Pharma

Tuberculosis diagnostic company aims to develop more accurate TB test

The World Health Oragnization’s move in 2011 to focus on new diagnostics to diagnose tuberculosis faster and more accurately than the 120+ year old sputum tests has created a rush for diagnostic developers to solve that problem. One company has set about developing a more accurate test that uses proteins to detect active TB antibodies […]

The World Health Oragnization’s move in 2011 to focus on new diagnostics to diagnose tuberculosis faster and more accurately than the 120+ year old sputum tests has created a rush for diagnostic developers to solve that problem. One company has set about developing a more accurate test that uses proteins to detect active TB antibodies in the blood.

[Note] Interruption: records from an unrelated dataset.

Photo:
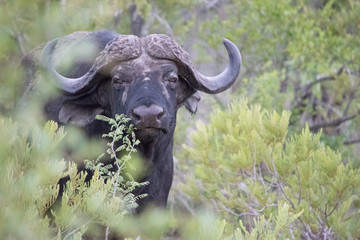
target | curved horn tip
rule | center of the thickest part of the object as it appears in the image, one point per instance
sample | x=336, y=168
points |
x=232, y=48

Sam Niedbala, TB Biosciences founder, is a Lehigh University professor and was also a co-founder of OraSure Technologies (NASDAQ:OSUR), the company which developed an FDA approved test kit for HIV. His company’s test claims to have a 90 percent accuracy rate compared with the current norm of 40 percent to 60 percent for the sputum test.

The company, started in May and based in Bethlehem, Pennsylvania, closed a $1.5 million Series A round led by Originate Ventures and and included Ben Franklin Technology Partners of Northeastern Pennsylvania and the NYU Innovation Venture Fund. The funding will go towards clinical trials and product development.

Among Originate’s other portfolio companies are surgical glue developer Adhezion Biomedical, medication management firm CareKinesis, cardiovascular medical device company MicroInterventional Devices, ProtonMedia which has a clinical trial collaboration platform, and Thermal Therapeutics Systems, which has a pump system with disposable smart bags to deliver heated chemotherapy drugs for intraperitoneal cancer.

About 20 million people are tested for tuberculosis each year. But one-third of active TB cases are never diagnosed, reported, or treated, according to a report by the Treatment Action Group reviewing drug pipelines for HIV and TB. That means 3 million people are walking around with undiagnosed TB which cold be lead to death or be transmitted to others.

Several groups are working to develop diagnostic tests to advance the sputem test which was originally developed in the 1880s, according to the report. Among them are Alere backed by the Bill and Melinda Gates Foundation, LabCorb, which acquired the license for the technology from Sequella and Cepheid.